Symptoms of SARS mirror pneumonia: cough, fever, shaking chills, and shortness of breath. In some patients, lung symptoms deteriorate progressively within the second week of illness, even after the fever has abated.

It is essential that SARS patients remain isolated in the hospital. Additionally, health care workers should use personal protective equipment when handing patients infected with SARS. Last, proper hand hygiene is key in impeding the spread of SARS, particularly in a health care setting.

Treatment of SARS may include antibiotics to treat pneumonia-causing bacteria, certain antiviral medications, oxygen and breathing support or chest therapy, and steroids to reduce swilling in the lungs.

 

Re-education through Labor

Re-education through labor (aodong jiaoyang or laojiao for short) was first established in China in the 1950s to detain counterrevolutionaries, or those who opposed the communist party. More recently, offenders primarily include petty thieves, prostitutes, and drug users, as well as some political and religious dissidents.

This system allows the police to bypass the judicial system and to arrest and sentence offenders of these minor crimes to detention in a labor camp for up to four years. Various human rights groups, as well as the UN, have called for an end to this practice, because it violates citizens’ civil liberties in a number of ways. Offenders have no right to a trial or legal counsel, and although they can challenge their sentence by appealing to the People’s court, evidence suggests that this action is actually considered uncooperative and may therefore extend the prison sentence.

In theory, offenders are paid for their work, are entitled to eight hours of sleep per night, and are not expected to work more than six hours per day. However, reports from prisoners have surfaced that paint an entirely different picture of China’s re-education program.

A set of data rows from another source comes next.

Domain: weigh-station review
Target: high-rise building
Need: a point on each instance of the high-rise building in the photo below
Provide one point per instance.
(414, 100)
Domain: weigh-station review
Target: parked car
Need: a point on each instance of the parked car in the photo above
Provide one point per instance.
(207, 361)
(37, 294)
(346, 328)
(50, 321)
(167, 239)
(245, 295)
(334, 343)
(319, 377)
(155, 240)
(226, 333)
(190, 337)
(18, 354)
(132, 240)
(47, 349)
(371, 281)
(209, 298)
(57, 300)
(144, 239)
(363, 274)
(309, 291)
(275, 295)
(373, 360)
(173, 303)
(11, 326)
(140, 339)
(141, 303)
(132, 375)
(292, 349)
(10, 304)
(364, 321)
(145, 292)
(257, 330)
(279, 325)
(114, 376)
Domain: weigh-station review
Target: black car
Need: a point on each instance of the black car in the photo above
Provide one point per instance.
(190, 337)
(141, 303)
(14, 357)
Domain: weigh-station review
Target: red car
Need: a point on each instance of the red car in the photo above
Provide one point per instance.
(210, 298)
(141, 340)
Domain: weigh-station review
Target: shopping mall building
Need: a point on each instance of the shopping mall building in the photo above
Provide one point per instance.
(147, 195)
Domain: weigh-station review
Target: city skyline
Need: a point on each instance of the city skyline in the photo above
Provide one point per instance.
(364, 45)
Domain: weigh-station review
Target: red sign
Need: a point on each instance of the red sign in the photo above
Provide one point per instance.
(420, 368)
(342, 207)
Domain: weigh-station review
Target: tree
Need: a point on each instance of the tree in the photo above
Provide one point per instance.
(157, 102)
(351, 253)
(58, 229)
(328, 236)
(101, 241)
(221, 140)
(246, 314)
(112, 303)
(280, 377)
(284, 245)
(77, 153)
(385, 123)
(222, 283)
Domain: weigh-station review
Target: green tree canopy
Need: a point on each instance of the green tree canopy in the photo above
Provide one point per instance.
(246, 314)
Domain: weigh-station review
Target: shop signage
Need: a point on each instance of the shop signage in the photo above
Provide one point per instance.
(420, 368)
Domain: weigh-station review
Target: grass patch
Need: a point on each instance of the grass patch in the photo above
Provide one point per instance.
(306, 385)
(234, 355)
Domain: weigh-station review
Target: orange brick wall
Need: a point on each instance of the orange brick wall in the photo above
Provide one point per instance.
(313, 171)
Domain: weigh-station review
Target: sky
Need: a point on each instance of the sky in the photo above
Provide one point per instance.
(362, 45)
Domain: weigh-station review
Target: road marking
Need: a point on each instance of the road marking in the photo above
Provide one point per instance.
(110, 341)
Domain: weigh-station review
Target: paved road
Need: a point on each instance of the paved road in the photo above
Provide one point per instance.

Prisoners may be forced to work up to 14 hours a day in hazardous working conditions, such as in mines or brick factories. Additionally, prisoners may be subjected to beatings and other tortures, although corporeal punishment is strictly forbidden. In an account published by the Chinese Human Rights Defenders (CHRD), one detainee recounts his low salary, “despite the heavy labor, everyone was compensated two cents every day, which means RMB 6 [USD 0.88] a month,” most of which paid for basic necessities not offered by the camps.

On the other hand, laojiao has been very effective in managing repetitive illicit drug users. In fact, some camps are constructed specifically for drug users who have failed the short-term police-run compulsory drug treatment program. Laojiao’s lengthy incarceration system helps eliminate users’ dependency on drugs, and is therefore considered the best solution.